Zoran Tancic, whose donation is being investigated by the Tories, is closely linked to Valeri Lois, the former head of a Russian state-owned metal giant. President Boris Yeltsin was asked to sack Mr Lois after one of Russia's most senior law officers accused him of "channelling state money" into his own pockets.
The latest disclosure comes three days after Jeremy Hanley, the former Tory party chairman who dined with Mr Tancic, sought to deflect the donor's Serbian links by telling the Independent: "Most of the time we talked about his business in Russia and his plans to build a factory in the UK."
At the time the party accepted Mr Tancic's donation, described by officials as "less than pounds 50,000", the Russian was chairman of Mr Tancic's company.
It is not known whether Conservative Central Office knew of Mr Tancic's Russian partner when they accepted the money, but the latest development in the party's funding scandal serves to highlight the dangers of accepting unsolicited donations from foreign businessmen.
The Independent disclosed on Saturday that Mr Tancic, 49, was a director of London-based Metta Trading Ltd with Jovan Zebic, a former Serbian finance minister and now deputy Prime Minister. Mr Tancic's offer of money was accepted by the Tories in December 1994 despite his obvious links to the upper echelons of the Serb government.
One of his fellow directors on Metta Trading - and chairman in 1994 - was Mr Lois, 51, former managing director of Svetmetexport, a formerly state-owned company specialising in the import and export of metals and technology. Mr Lois is now a director of a Metta subsidiary, Exelport, which has major shareholders in Liechtenstien. According to company records, Svetmetexport owns 39 per cent of Metta Trading.
During a programme on Russian television in 1993, Mr Lois was described as a corrupt official by Aleksandr Kotenkov, the head of the state legal administration service.
Describing a deal in which Mr Lois allegedly channelled $2.5m (pounds 1.6m) of state money into a Swiss firm and later received a credit card with no credit limit, Mr Kotenkov said: "... it is one of the examples of a direct channelling of state money into your own pocket."
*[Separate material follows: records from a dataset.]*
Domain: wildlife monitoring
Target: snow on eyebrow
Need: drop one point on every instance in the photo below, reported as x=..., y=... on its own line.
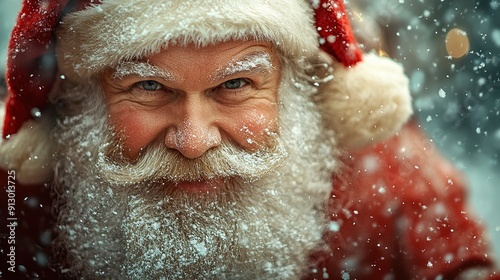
x=141, y=69
x=255, y=62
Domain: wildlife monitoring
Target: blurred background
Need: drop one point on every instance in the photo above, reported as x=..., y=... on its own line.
x=451, y=52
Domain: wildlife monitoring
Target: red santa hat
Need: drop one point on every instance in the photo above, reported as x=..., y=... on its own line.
x=367, y=100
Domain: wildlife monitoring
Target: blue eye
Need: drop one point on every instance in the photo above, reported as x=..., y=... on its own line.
x=234, y=84
x=149, y=85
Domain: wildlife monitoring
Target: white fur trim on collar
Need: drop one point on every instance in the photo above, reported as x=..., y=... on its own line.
x=29, y=151
x=366, y=103
x=117, y=30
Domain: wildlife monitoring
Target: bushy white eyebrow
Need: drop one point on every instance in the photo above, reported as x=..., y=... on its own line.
x=140, y=69
x=254, y=63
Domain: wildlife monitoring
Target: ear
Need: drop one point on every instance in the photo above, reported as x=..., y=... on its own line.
x=367, y=102
x=29, y=151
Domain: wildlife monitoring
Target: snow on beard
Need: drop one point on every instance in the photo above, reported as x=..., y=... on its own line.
x=263, y=225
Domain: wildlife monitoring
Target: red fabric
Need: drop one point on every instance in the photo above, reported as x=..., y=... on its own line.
x=31, y=65
x=333, y=25
x=31, y=68
x=397, y=210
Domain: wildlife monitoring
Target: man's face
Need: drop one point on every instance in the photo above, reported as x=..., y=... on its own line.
x=190, y=99
x=183, y=122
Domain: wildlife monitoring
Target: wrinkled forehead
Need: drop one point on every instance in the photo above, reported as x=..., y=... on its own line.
x=103, y=35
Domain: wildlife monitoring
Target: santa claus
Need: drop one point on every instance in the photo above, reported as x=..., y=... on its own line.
x=225, y=140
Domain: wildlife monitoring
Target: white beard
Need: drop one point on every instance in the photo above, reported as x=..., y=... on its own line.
x=265, y=229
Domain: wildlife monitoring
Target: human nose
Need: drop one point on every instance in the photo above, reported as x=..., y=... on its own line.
x=195, y=132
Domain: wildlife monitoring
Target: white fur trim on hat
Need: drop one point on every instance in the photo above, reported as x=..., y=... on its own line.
x=103, y=35
x=366, y=103
x=29, y=151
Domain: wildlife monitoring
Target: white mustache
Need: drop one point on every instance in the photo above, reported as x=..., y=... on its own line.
x=159, y=163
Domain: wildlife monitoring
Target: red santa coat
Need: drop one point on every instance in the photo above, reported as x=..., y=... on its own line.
x=397, y=211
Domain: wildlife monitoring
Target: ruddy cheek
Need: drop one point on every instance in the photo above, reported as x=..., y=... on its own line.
x=136, y=131
x=256, y=129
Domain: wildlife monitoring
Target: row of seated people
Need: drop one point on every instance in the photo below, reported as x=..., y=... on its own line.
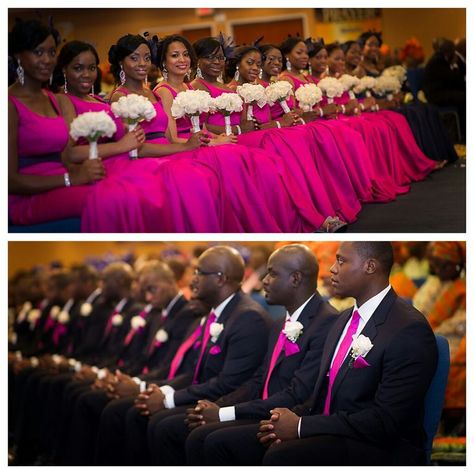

The programme was intended to explain to Russians new to capitalism why it was wrong for civil servants to align themselves with private companies. Mr Kotenkov produced evidence to show that Mr Lois had entered into a deal with a Swiss firm, Seabeco Metals AG, whose directors were fellow Russians.
"The then Soviet side was represented by Tsvetmetexport led by Valeri Lois," he said. "The so-called foreign side was represented by the company called Seabeco International Ltd, headed by [another Russian]. But then the following decision was taken: to determine that the estimated expenditure on Seabeco Metals AG over 1991-92 should be $2.5m.
"It is quite a sum for a small company, incidentally, with a limited number of managers, just four people ... $2.5m for two years. Not bad."
Mr Kotenkov said a decision was taken to give three of the four, including Mr Lois, the unlimited credit cards. "We say that in accordance with the documents which we have received, this person carried out actions incompatible with the status of a civil servant. We ask the president to take a decision on releasing him from his post."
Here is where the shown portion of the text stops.